For example, the porous section 102 can be a reticulated screen section formed from at least one flat surface (eg, layer) as opposed to the cylindrical surface of the wire. Both the reticulated screen section and the porous section are referenced 102 in this application, as the reticulated screen section is an exemplary type of porous section. Structures formed from flat surface layers may be more flexible, wrinkle resistant, and expandable than structures formed from overlapping wires while achieving the desired porosity. In general, the mesh screen section 102 can be formed from any number of layers arranged/laminated in any desired manner. For example, in the simplest case, the mesh screen section 102 is formed from a single layer. In another example, the mesh screen section 102 is formed from multiple layers. In some cases, the various layers have different thicknesses and reside in different parallel planes and/or overlapping parallel planes.

FIG. 3 is a side cross-sectional view of an example relatively complex layered structure. Each of elements 1-7 in FIG. 3 depicts a different layer of mesh screen section 102. FIG. Each layer may have a different thickness (dimension along the y-axis), as illustrated by layers 1 and 2. FIG. At least a portion of the different layers may lie in different parallel planes, as illustrated by layers 3 and 4 (e.g., the lower portion of layer 3 and the upper portion of layer 4 may be in different parallel layers). It is in). At least a portion of the different layers may lie in overlapping planes, also as illustrated by layers 3 and 4 (eg, intermediate portions of both layers 3 and 4 overlap). In some cases, certain layers do not overlap at all, as illustrated by layers 5 and 6. FIG. Conversely, certain layers can be fully overlapping (eg, lie in the same plane throughout the thickness of one and/or both layers), as illustrated by layers 4 and 7. .

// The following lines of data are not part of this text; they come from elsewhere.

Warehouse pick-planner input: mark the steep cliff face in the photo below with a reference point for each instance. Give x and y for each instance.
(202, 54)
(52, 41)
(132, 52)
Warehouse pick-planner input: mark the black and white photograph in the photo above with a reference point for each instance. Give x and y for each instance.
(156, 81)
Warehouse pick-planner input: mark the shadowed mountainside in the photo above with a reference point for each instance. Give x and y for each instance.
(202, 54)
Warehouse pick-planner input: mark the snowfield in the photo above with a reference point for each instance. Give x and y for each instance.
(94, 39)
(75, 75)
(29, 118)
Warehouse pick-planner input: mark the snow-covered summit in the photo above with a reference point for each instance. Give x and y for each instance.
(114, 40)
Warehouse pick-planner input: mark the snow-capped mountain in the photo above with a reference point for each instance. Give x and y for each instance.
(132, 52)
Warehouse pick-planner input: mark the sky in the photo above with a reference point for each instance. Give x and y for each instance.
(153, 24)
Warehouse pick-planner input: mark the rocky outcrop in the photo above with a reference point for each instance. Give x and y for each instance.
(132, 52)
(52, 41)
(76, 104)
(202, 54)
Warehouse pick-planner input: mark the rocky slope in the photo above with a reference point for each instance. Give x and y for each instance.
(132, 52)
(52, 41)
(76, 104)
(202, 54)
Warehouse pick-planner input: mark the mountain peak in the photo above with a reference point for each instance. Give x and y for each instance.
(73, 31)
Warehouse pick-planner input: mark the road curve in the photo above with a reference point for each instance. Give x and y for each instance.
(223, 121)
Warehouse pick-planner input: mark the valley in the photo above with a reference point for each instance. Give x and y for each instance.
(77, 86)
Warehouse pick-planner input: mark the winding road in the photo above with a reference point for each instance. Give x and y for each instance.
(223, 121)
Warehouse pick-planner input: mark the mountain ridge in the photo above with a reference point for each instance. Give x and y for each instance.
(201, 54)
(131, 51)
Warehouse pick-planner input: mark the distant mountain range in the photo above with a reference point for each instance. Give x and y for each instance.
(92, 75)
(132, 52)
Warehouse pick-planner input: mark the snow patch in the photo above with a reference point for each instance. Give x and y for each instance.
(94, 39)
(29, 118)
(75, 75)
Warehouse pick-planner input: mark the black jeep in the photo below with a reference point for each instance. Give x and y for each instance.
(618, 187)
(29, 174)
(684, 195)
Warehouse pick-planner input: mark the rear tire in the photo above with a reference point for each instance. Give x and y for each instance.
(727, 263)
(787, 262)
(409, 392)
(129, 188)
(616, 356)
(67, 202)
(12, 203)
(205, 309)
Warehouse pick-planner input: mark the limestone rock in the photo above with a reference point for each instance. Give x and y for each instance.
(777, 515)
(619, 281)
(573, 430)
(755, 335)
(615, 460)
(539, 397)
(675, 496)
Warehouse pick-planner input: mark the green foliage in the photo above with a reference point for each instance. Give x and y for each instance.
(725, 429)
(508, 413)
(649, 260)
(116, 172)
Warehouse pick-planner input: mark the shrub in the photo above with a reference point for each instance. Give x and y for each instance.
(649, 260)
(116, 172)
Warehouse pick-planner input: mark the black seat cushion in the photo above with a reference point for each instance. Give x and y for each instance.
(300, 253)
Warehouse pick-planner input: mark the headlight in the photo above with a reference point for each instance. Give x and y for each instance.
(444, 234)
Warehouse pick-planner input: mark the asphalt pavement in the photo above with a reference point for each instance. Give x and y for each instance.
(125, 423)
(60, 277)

The layers can have different widths (dimensions along the x-axis), as illustrated by layers 5 and 6 . As illustrated by layers 1 and 4, the layers can have the same width. As illustrated by layers 5 and 6, in some examples there may be a gap 302 between the layers. The gap can be in either the y-axis direction (shown in FIG. 3) or the x-axis direction. For example, the gap in the x-axis direction can be formed by perforations through the thickness formed in the mesh screen section 102 . An example through-thickness perforation 108 is shown in FIG. When device 100 is deployed within an aneurysm, fluid flows through through-thickness perforations 108 to enter the aneurysm. Thus, perforations 108 function similarly to perforations 101 formed in conventional braided structures. For example, the size of the perforations 108 can determine the porosity of the mesh screen section 102, which in turn affects the amount of fluid that can cross the mesh screen section 102 and enter the aneurysm. give. However, perforations 108 can be configured to have a constant size (or a size with controlled variability, for example, in embodiments in which layers can move relative to each other), thus generally reducing the size of braided structures. Better than pores 101, it can achieve more consistent and predictable porosity. In conventional braided structures, the wires often move relative to each other, which changes the pore size and makes it difficult to achieve predictable porosity.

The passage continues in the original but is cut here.